Approach To Restraint Of Young People To Be Overhauled Following Independent Review

 The approach to the restraint of young people in young offender institutions, secure training centres and secure children’s homes (under-18 secure estates) is to be overhauled, the Government announced today. The reform programme is to be backed by an additional £4.9m over the next two years.

The announcement follows the publication of the report, Independent Review of Restraint in Juvenile Secure Settings, earlier today. The review was co-chaired by Peter Smallridge and Andrew Williamson, two distinguished experts from the field of children’s social services, and examined current policy and practice on the use of restraint with a focus on the prevention of risk of harm.
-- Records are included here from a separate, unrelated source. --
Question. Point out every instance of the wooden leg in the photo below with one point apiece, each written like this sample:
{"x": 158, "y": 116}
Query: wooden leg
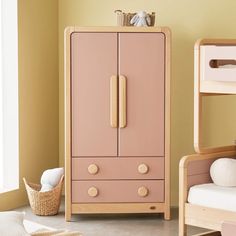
{"x": 182, "y": 229}
{"x": 167, "y": 214}
{"x": 67, "y": 216}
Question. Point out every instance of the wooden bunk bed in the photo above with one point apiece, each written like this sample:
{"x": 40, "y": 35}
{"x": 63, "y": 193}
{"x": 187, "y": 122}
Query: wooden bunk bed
{"x": 210, "y": 78}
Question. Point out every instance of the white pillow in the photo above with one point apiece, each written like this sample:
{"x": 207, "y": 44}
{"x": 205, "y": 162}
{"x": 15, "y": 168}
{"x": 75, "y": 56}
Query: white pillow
{"x": 11, "y": 224}
{"x": 223, "y": 172}
{"x": 50, "y": 178}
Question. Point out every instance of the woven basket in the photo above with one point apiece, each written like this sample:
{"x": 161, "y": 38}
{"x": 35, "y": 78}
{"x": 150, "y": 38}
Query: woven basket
{"x": 123, "y": 19}
{"x": 44, "y": 203}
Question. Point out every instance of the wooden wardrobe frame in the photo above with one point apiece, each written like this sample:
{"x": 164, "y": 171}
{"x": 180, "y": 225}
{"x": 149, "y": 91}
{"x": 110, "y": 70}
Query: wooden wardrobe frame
{"x": 190, "y": 172}
{"x": 85, "y": 208}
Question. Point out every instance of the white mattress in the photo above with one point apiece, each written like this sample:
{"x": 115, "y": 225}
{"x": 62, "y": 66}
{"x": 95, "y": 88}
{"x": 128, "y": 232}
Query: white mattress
{"x": 211, "y": 195}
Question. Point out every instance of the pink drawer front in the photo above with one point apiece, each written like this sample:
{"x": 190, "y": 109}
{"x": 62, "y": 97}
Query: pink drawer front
{"x": 118, "y": 191}
{"x": 118, "y": 168}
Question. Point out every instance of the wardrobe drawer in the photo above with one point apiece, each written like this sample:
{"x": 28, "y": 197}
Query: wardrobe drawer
{"x": 118, "y": 191}
{"x": 118, "y": 168}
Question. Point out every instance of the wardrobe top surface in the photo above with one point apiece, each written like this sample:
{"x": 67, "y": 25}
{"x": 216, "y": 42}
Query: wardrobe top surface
{"x": 71, "y": 29}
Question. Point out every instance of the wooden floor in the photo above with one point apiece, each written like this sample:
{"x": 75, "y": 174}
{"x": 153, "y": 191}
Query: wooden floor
{"x": 113, "y": 225}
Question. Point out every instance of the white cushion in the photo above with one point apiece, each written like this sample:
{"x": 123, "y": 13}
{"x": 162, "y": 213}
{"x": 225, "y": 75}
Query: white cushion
{"x": 223, "y": 172}
{"x": 11, "y": 224}
{"x": 50, "y": 178}
{"x": 214, "y": 196}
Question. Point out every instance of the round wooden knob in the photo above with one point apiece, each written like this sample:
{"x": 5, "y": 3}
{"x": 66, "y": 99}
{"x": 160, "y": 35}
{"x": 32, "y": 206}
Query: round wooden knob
{"x": 92, "y": 192}
{"x": 143, "y": 168}
{"x": 93, "y": 169}
{"x": 142, "y": 191}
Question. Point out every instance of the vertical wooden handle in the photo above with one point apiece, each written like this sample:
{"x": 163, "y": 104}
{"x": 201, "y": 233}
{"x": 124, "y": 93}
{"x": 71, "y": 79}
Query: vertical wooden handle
{"x": 122, "y": 101}
{"x": 113, "y": 102}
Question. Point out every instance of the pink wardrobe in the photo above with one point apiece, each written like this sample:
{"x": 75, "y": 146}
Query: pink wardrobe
{"x": 117, "y": 120}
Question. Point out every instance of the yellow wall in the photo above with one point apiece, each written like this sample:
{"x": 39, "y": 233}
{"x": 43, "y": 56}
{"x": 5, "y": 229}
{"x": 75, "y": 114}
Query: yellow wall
{"x": 38, "y": 93}
{"x": 189, "y": 20}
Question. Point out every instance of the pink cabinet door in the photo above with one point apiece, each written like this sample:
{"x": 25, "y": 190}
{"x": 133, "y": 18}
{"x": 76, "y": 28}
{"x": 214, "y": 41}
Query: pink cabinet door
{"x": 141, "y": 61}
{"x": 94, "y": 61}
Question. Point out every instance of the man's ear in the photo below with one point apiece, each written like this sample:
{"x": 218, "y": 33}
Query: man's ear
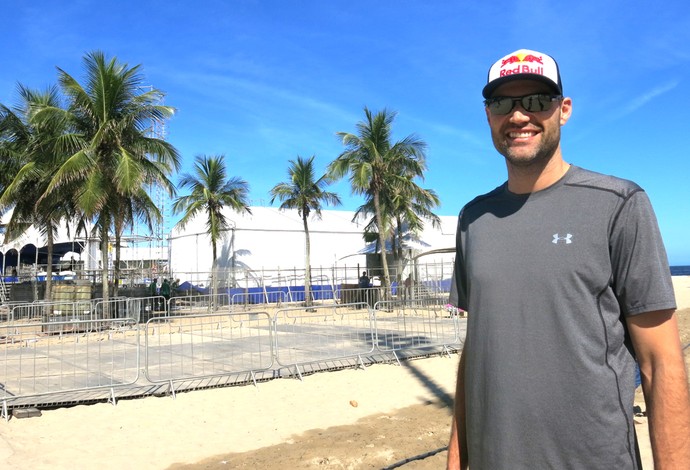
{"x": 566, "y": 110}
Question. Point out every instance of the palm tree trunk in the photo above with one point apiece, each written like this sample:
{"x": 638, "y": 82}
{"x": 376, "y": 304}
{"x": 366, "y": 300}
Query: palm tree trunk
{"x": 382, "y": 240}
{"x": 47, "y": 311}
{"x": 104, "y": 269}
{"x": 49, "y": 267}
{"x": 307, "y": 262}
{"x": 116, "y": 272}
{"x": 214, "y": 286}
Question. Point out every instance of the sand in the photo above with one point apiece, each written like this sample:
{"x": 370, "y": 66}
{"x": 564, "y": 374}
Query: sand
{"x": 385, "y": 416}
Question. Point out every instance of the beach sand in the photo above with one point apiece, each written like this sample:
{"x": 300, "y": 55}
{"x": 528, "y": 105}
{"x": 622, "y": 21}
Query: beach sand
{"x": 383, "y": 416}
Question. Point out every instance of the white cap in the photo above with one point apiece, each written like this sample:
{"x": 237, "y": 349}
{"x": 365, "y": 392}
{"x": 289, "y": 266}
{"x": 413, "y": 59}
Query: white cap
{"x": 524, "y": 65}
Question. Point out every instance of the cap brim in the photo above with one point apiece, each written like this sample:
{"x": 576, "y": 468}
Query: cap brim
{"x": 491, "y": 87}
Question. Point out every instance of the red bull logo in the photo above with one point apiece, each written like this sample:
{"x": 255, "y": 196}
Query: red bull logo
{"x": 528, "y": 64}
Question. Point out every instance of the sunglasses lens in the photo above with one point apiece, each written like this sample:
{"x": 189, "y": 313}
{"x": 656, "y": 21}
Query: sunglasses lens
{"x": 501, "y": 105}
{"x": 536, "y": 103}
{"x": 531, "y": 103}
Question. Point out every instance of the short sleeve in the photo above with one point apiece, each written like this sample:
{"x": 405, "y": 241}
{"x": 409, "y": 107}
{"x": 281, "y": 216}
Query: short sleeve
{"x": 641, "y": 275}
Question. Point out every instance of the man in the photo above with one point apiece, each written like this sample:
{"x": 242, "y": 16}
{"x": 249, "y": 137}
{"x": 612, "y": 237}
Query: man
{"x": 566, "y": 282}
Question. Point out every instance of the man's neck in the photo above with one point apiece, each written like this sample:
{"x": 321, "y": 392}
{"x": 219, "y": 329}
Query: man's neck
{"x": 533, "y": 178}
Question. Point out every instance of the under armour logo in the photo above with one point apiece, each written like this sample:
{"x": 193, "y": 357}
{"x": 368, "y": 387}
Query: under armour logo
{"x": 568, "y": 238}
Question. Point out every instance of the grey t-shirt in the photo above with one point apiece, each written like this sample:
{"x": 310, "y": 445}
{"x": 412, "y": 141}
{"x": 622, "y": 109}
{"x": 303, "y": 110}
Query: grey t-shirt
{"x": 547, "y": 279}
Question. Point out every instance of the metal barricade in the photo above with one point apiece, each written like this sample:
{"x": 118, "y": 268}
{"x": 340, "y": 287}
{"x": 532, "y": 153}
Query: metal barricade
{"x": 207, "y": 345}
{"x": 248, "y": 300}
{"x": 197, "y": 304}
{"x": 323, "y": 333}
{"x": 76, "y": 356}
{"x": 414, "y": 324}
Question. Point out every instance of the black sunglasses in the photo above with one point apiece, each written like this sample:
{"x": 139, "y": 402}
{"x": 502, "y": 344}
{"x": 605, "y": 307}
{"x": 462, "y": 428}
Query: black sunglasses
{"x": 535, "y": 103}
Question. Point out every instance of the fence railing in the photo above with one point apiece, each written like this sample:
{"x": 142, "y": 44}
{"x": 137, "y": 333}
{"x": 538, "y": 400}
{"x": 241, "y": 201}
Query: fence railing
{"x": 199, "y": 337}
{"x": 77, "y": 355}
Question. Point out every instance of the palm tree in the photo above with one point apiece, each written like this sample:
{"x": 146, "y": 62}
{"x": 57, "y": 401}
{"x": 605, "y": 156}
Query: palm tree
{"x": 375, "y": 164}
{"x": 406, "y": 207}
{"x": 211, "y": 191}
{"x": 34, "y": 143}
{"x": 304, "y": 193}
{"x": 115, "y": 158}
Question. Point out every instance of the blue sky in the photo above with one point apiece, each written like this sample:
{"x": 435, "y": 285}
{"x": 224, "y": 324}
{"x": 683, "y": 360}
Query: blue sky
{"x": 264, "y": 81}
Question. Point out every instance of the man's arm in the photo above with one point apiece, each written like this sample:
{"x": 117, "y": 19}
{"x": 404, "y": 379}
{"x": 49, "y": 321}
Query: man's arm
{"x": 457, "y": 447}
{"x": 665, "y": 386}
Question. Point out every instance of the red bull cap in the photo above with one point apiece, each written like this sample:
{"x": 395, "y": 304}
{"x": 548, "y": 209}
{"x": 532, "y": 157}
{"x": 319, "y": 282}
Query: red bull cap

The review was commissioned by the Government following inquests in 2007 into the deaths of Gareth Myatt and Adam Rickwood in secure training centres.
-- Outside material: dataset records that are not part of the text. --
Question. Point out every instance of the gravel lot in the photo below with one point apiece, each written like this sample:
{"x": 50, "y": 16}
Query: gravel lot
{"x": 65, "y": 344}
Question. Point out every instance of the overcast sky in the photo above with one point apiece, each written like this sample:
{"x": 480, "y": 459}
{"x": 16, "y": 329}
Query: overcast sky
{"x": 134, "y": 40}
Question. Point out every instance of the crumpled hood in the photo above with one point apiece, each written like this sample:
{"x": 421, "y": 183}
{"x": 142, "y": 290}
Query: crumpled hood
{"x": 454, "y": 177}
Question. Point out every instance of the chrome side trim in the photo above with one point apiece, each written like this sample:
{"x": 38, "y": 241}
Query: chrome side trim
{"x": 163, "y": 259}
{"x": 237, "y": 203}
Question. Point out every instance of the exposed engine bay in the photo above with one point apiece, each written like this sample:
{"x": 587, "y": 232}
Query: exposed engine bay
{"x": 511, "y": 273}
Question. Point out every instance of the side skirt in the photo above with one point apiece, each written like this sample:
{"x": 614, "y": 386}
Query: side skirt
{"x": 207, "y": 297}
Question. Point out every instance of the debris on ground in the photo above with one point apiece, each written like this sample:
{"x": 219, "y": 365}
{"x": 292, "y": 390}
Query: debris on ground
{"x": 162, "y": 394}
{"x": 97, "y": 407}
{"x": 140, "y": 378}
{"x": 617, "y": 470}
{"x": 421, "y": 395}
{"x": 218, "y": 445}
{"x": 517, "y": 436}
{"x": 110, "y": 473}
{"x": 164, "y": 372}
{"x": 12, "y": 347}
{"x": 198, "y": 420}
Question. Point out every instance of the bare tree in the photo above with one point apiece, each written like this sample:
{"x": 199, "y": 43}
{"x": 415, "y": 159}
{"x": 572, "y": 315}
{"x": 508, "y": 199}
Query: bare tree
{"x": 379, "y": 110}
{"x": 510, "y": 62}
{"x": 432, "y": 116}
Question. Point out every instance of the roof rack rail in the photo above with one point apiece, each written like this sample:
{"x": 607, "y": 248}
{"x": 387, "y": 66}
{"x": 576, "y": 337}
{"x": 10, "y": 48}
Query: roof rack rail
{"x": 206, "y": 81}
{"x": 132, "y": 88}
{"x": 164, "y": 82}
The joint review found widespread acceptance that it is sometimes necessary to use force to restrain young people in the secure estate, particularly when failing to do so would place a young person or others in danger.

Key findings and recommendations of the review included:

* Certain restraint techniques, including the double basket hold, should be removed permanently.
* In exceptional circumstances, it may be appropriate to use pain compliance techniques of restraint to ensure the safety of young people or staff.
* All staff should have consistent and comprehensive training in the awareness of risk factors in restraint; the monitoring of warning signs in young people; and the need to take action quickly.
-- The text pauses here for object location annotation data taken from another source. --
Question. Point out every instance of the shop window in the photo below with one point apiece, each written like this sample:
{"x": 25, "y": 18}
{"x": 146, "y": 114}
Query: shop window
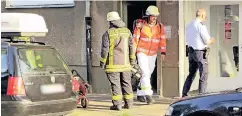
{"x": 39, "y": 3}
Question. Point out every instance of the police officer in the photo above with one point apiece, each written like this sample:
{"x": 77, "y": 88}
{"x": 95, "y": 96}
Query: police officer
{"x": 198, "y": 40}
{"x": 117, "y": 55}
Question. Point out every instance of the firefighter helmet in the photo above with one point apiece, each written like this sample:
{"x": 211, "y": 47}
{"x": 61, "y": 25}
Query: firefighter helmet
{"x": 152, "y": 10}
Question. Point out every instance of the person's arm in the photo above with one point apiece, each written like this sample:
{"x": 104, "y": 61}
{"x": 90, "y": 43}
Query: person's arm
{"x": 205, "y": 35}
{"x": 132, "y": 51}
{"x": 104, "y": 49}
{"x": 136, "y": 37}
{"x": 163, "y": 41}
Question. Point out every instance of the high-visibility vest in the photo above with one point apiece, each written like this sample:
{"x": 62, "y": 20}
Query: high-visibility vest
{"x": 34, "y": 61}
{"x": 149, "y": 39}
{"x": 119, "y": 55}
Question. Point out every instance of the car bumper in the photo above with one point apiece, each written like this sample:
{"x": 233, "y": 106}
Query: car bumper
{"x": 45, "y": 108}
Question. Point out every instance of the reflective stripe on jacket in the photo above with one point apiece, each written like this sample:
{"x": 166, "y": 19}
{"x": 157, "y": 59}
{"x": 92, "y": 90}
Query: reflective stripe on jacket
{"x": 149, "y": 39}
{"x": 117, "y": 50}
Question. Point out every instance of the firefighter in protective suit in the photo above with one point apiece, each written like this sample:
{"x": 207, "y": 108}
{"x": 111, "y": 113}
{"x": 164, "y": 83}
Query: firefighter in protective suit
{"x": 117, "y": 56}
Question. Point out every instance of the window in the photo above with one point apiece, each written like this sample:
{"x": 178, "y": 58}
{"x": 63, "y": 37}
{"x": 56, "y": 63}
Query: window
{"x": 41, "y": 60}
{"x": 38, "y": 3}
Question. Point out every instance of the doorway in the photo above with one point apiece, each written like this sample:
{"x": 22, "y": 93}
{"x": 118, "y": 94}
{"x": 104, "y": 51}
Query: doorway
{"x": 135, "y": 10}
{"x": 226, "y": 53}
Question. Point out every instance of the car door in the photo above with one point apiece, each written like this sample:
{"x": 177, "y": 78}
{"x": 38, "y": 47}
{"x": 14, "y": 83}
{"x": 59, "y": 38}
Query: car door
{"x": 231, "y": 105}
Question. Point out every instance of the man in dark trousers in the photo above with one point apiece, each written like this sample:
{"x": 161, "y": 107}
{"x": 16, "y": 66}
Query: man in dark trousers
{"x": 118, "y": 55}
{"x": 198, "y": 40}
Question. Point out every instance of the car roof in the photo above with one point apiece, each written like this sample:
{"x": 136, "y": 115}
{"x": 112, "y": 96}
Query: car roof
{"x": 24, "y": 44}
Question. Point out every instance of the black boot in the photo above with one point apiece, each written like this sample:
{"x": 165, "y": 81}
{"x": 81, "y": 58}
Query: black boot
{"x": 141, "y": 98}
{"x": 149, "y": 99}
{"x": 118, "y": 107}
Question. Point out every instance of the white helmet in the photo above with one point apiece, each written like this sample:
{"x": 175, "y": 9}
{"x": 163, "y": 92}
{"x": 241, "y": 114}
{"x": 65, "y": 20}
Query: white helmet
{"x": 152, "y": 10}
{"x": 112, "y": 16}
In its response to the review, the Government has undertaken to accept and implement nearly all of its recommendations and to implement a major programme of work to address concerns, remedy problems, and introduce greater consistency.

Justice Minister David Hanson said:

“The use of physical restraint on young people under 18 gives rise to strong views. It is generally agreed that as far as possible restraint is to be avoided and, where it is unavoidable, that the methods used should be as safe as possible and employed only by staff who have received proper, and regularly-renewed, training. It is important that the training should include instruction in how to defuse potential incidents, so that use of restraint can be avoided wherever possible.

“I would like to thank co-chairs Peter Smallridge and Andrew Williamson for introducing such an impressive body of evidence to the debate on restraint in their independent review.

“We will take on their recommendations and drive through a programme of effective change.

“We have asked the co-chairs, as independent experts, to monitor this programme and to report back to us during each of the first two years after implementation on the extent to which the changes they have recommended have been put into practice.”

Childrens’ Minister Beverley Hughes said:

“The use of restraint on young people is an important and sensitive issue and our priority is to ensure rigorous safeguarding for young people in custody.

“The independent Chairs of the review have balanced the need for appropriate safeguards and monitoring with an acceptance that occasionally it is necessary to use restraint as a last resort to protect other young people and staff.

“Our aim is to make maximum progress to implement change in the young people’s estate as quickly as possible. The additional money we will provide will support a package of measures to drive change, including enhanced training in working with young people, defusing difficult situations and behaviour management, so that we can be certain that restraint is only ever used as a last resort and with rigorous safeguards.”